The Jungle Book - Not Just for Children
Perhaps you remember Baloo and the other lovable cartoon characters from the Disney version. As entertaining as that movie was for children, the book has something to offer even to adults.
Like its better known counterpart Tarzan,
The Jungle Book, and its sequel, The Second Jungle Book, are collections of stories written by Rudyard Kipling at the end of the 19th century. The stories are set in the jungle of India as it was, or at least as the author imagined it, during that period. Perhaps the best known of these stories, and the ones usually made into movies, relate the adventures of Mowgli, a young Indian boy raised by wolves. Just as with Arthur Conan Doyle’s Tarzan stories, The Jungle Book contains a much more serious story than is usually portrayed in the children’s versions with which people are most familiar.
Although most of the main characters are animals, Kipling does a superb job of making you believe in them. He gives them words, yet they remain animals, with actions that, in our view, alternate between savage and noble, but that are in keeping with their respective natures. Among other things, this means that most of the animal characters do what animals do, they kill for food and survival. Are the stories violent? Perhaps they are; they are certainly more violent than the Disney animated cartoon. Yet it’s interesting to note than even when outlining, in a poem, what it calls the law of the jungle, one of the stories specifies that the wolves would kill only to survive, "Ye may kill for yourselves, and your mates, and your cubs as they need, and ye can; But kill not for pleasure of killing, and seven times never kill Man!" Some have interpreted these stories as commentaries on the society of his day. Whether allegorical of the political and social aspects of the world or not, the books are certainly entertaining, appealing to the every boy’s (and every man’s or woman’s) sense of adventure.
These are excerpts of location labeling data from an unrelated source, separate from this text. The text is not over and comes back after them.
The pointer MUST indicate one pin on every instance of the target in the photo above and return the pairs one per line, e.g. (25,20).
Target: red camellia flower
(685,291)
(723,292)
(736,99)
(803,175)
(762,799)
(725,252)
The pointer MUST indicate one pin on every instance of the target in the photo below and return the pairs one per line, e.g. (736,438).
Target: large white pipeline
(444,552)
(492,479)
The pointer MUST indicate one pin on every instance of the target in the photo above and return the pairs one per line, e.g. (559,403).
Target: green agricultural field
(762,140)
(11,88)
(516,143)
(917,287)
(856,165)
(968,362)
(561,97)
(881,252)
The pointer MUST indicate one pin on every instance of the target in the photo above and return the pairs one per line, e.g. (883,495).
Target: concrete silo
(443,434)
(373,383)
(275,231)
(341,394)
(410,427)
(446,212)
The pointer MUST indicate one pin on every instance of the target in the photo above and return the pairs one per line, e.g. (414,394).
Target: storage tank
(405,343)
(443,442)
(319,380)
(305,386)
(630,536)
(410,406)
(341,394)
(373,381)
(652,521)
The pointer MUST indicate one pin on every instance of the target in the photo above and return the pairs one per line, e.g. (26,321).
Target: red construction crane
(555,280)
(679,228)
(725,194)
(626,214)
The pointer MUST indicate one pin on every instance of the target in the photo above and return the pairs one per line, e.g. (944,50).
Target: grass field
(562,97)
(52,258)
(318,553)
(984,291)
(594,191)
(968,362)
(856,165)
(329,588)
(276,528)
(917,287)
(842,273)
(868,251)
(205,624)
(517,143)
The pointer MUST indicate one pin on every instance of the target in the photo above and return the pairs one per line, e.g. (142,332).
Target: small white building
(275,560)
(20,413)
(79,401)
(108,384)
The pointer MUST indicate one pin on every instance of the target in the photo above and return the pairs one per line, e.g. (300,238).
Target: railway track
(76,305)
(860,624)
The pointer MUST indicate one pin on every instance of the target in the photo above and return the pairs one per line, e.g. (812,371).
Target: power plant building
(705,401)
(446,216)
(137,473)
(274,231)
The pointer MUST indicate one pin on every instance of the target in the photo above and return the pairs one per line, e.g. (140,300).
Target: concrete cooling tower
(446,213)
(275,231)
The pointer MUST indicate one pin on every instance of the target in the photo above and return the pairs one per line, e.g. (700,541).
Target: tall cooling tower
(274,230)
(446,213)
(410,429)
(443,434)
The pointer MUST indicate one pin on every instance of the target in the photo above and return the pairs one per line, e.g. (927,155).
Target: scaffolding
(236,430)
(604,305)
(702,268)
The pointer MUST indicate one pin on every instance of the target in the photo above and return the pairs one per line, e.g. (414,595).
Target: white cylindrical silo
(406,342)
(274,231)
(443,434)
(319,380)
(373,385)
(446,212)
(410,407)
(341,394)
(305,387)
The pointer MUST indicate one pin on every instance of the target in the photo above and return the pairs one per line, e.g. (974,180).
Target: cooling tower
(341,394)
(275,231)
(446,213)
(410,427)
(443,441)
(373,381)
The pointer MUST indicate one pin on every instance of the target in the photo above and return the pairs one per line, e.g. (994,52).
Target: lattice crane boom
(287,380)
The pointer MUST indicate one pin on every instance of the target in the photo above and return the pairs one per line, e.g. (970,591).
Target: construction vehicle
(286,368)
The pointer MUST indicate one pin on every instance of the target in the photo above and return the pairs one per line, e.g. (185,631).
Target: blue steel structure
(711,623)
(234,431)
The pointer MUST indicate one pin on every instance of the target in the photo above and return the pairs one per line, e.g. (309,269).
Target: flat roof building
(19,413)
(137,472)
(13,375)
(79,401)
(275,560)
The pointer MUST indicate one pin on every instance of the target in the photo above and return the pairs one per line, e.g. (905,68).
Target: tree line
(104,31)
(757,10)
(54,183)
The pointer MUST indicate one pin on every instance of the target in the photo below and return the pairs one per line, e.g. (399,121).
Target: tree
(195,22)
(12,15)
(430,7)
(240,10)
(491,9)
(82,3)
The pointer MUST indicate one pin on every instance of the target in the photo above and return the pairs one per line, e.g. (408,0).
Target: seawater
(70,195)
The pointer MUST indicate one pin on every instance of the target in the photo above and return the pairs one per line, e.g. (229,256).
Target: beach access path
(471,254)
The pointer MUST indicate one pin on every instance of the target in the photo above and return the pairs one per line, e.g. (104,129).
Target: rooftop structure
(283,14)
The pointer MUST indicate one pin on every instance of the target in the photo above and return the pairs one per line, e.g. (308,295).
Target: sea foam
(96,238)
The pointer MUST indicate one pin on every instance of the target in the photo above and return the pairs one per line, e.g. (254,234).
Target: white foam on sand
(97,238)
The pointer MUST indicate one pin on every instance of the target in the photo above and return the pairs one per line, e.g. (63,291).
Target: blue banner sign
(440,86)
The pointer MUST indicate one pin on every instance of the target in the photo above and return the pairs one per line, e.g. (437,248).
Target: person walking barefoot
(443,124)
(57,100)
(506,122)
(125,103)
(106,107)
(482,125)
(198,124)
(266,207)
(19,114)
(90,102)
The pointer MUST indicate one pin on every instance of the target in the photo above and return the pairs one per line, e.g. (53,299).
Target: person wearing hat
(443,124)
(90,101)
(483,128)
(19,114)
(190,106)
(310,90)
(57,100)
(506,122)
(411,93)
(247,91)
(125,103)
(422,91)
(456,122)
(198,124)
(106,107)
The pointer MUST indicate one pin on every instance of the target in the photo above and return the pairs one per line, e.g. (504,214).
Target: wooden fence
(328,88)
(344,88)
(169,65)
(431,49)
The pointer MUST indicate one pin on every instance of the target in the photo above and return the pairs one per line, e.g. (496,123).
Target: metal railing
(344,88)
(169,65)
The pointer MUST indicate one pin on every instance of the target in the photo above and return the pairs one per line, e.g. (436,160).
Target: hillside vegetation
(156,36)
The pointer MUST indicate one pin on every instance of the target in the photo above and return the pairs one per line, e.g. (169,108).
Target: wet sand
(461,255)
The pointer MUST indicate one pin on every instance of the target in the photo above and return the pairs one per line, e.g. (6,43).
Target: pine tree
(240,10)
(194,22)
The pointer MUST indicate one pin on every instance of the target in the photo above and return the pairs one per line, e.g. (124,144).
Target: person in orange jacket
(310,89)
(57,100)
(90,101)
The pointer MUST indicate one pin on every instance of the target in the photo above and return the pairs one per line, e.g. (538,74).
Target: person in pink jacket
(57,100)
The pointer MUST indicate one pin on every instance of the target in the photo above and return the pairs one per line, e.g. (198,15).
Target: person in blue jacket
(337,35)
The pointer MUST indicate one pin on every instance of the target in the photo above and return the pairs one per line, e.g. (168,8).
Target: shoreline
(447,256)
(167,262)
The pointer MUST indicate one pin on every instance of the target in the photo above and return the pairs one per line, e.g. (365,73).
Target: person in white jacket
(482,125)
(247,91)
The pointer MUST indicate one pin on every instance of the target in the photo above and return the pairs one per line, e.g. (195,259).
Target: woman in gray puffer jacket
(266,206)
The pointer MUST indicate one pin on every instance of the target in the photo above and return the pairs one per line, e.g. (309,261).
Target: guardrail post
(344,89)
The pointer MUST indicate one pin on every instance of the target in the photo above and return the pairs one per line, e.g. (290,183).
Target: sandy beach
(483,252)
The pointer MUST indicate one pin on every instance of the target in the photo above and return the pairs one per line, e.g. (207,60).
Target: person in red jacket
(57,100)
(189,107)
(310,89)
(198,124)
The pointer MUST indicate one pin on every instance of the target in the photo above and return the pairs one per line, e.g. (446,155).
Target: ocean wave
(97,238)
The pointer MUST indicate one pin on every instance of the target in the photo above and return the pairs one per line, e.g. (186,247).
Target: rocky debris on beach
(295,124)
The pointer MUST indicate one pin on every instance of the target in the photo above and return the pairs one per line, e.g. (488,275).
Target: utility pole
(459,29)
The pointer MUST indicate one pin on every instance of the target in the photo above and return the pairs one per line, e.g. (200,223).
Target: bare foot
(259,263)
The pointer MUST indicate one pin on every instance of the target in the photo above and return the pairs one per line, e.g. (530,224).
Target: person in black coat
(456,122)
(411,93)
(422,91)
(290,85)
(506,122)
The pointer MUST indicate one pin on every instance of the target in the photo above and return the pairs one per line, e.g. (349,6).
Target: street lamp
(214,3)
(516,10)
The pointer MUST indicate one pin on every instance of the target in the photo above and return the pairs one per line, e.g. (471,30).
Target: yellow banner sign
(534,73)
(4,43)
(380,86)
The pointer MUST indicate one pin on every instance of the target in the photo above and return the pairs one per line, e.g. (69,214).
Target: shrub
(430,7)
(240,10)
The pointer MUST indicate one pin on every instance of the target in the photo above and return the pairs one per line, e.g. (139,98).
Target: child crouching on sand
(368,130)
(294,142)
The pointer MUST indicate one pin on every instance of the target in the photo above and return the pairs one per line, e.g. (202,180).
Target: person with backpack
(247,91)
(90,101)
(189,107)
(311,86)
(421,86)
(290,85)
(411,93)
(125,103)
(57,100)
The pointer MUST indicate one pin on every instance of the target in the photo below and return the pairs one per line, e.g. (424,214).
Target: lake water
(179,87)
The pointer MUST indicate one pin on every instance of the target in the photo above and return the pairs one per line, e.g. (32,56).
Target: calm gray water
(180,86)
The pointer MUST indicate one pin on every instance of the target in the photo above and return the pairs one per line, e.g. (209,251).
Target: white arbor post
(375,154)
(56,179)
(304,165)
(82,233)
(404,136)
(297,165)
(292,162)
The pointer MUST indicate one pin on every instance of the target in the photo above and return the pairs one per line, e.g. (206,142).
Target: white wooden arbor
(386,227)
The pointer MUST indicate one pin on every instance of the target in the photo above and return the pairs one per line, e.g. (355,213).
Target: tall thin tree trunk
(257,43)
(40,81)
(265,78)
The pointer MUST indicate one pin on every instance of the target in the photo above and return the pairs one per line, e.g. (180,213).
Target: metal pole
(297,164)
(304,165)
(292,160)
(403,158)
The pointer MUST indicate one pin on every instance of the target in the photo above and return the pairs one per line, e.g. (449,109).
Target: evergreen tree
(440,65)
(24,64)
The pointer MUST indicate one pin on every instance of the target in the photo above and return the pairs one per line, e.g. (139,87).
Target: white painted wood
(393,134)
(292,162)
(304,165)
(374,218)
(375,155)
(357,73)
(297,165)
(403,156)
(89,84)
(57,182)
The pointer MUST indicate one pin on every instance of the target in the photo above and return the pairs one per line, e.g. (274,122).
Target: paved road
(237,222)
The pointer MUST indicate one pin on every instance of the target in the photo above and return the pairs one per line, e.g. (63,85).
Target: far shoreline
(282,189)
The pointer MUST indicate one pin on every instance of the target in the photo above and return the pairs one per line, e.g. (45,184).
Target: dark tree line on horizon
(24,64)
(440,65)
Like many books that are now considered classics, The Jungle Book and The Second Jungle Book do more than entertain the reader. They educate. They transport the reader back in time and across the ocean, into an exotic world that no longer exists. Did the world portrayed in the stories, and in Kipling’s other books, ever exist? Or do his books merely represent his romanticized view of Colonial India? It is commonly accepted that he was an imperialist, and that his political views and prejudices can be clearly seen in his writing. Even so, he was intimately acquainted with the India about which he wrote. He was born there and lived there for a number of years. He knew the place as few today can. Perhaps critics judge him too harshly if they criticize some of the details in his books. After all, he was writing fiction. While his writing may not have the authority of official records and history books, such records and histories were also written by men with particular beliefs, perspectives, and agendas. Whether accurate in every detail or not, his writings give us something that these cannot, a feel for the place.
Perhaps that is the key to the enduring quality of classic literature, the ability to transport the reader to another time and place. To provide the immersion necessary to see through the eyes of the hero, to hear the sounds, and smell the smells of the exotic world portrayed. As Kipling himself once said, "If history were taught in the form of stories, it would never be forgotten." If for no other reason, his stories have value as history. Although written more than a hundred years ago, Kipling’s stories have not been forgotten. They continue to entertain and educate us today.
Because they have passed into the public domain, most of Kipling’s works, including The Jungle Book and The Second Jungle Book, can now be found online at Project Gutenberg (and perhaps also at other websites). If you’re not familiar with the adventures of the "man-cub" Mowgli and the other characters inhabiting the The Jungle Book, including the heroic mongoose Rikki Tikki Tavi and the young elephant handler Toomai, they’re waiting for you there.